Sonst hätte ich mir wahrscheinlich noch selbst was angetan wenn das so weiter gegangen wäre. Ich war die letzte zeit nämlich nur noch depressiv und habe oft über den tod und den sinn des lebens nach gedacht. Ich habe mich auch oft sehr leer gefühlt und saß manchmal stundenlang rum ohne mich zu rühren war sogar manchmal zu faul um auf toilette zu gehen. Mein freund hatte meist immer gute laune und übertrieb es in maßen. Er nahm immer extra so viel zu sich um seine Nah-Tod-Erfahrungen zu erreichen.

Er lag sogar mal wegen einer überdosis GHB im krankenhaus. Das gab ihm immer einen kick und er prallte immer damit rum. Ich machte mir immer nur sorgen um ihm, dass das vielleicht sein letzter kick sein könnte. Aber das verstand er nie, im gegenteil, wenn ich ihn bremsen wollte motzte er mich nur an. Deswegen stellte ich ihn vor ein paar tagen vor die wahl es mußte nämlich endlich mal schluß sein damit vor allen dingenweil wir schon zusammen gezogen sind und weil wir kinder planten etc.
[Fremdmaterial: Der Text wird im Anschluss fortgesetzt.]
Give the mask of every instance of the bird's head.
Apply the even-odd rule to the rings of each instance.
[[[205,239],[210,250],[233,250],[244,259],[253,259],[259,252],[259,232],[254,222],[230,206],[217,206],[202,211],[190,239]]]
Er sollte sich entscheiden entweder die drogen oder ich. Ich ließ es ihm noch 2,3 mal durchgehen das er was machte den er sagte immer es wäre jetzt das letzte mal. Aber als er es auch schon wieder mitten auf den nachmittag machte und sich ne line ketamin zog nur weil ich mal eben aus dem haus war und schnell wieder kam womit er wohl nicht rechnete war dann schluß.

Er wolllte mich auch noch anlügen aber die weiße spur unter seiner nase und der blick in seinen augen verriet alles. Ich finde es sehr sehr schade das es so weit kommen musste, wir haben uns nämlich echt geliebt und dachten es wäre schicksal das wir uns gefunden hätten weil wir auch noch auf den selben tag geburtstag hatten, aber ihm waren die drogen wohl wichtiger als ich. Das macht mich sehr traurig und ich verfluche dieses dumme zeug. Ich werde abstand von den leuten nehmen, die 10 monate reichen auf jeden fall für den rest meines lebens. Man ist nicht mehr man selbst, die drogen machen einen anderen menschen aus dir und das will ich nicht. Ich will mein leben noch genießen und es nicht WEG WERFEN!!!!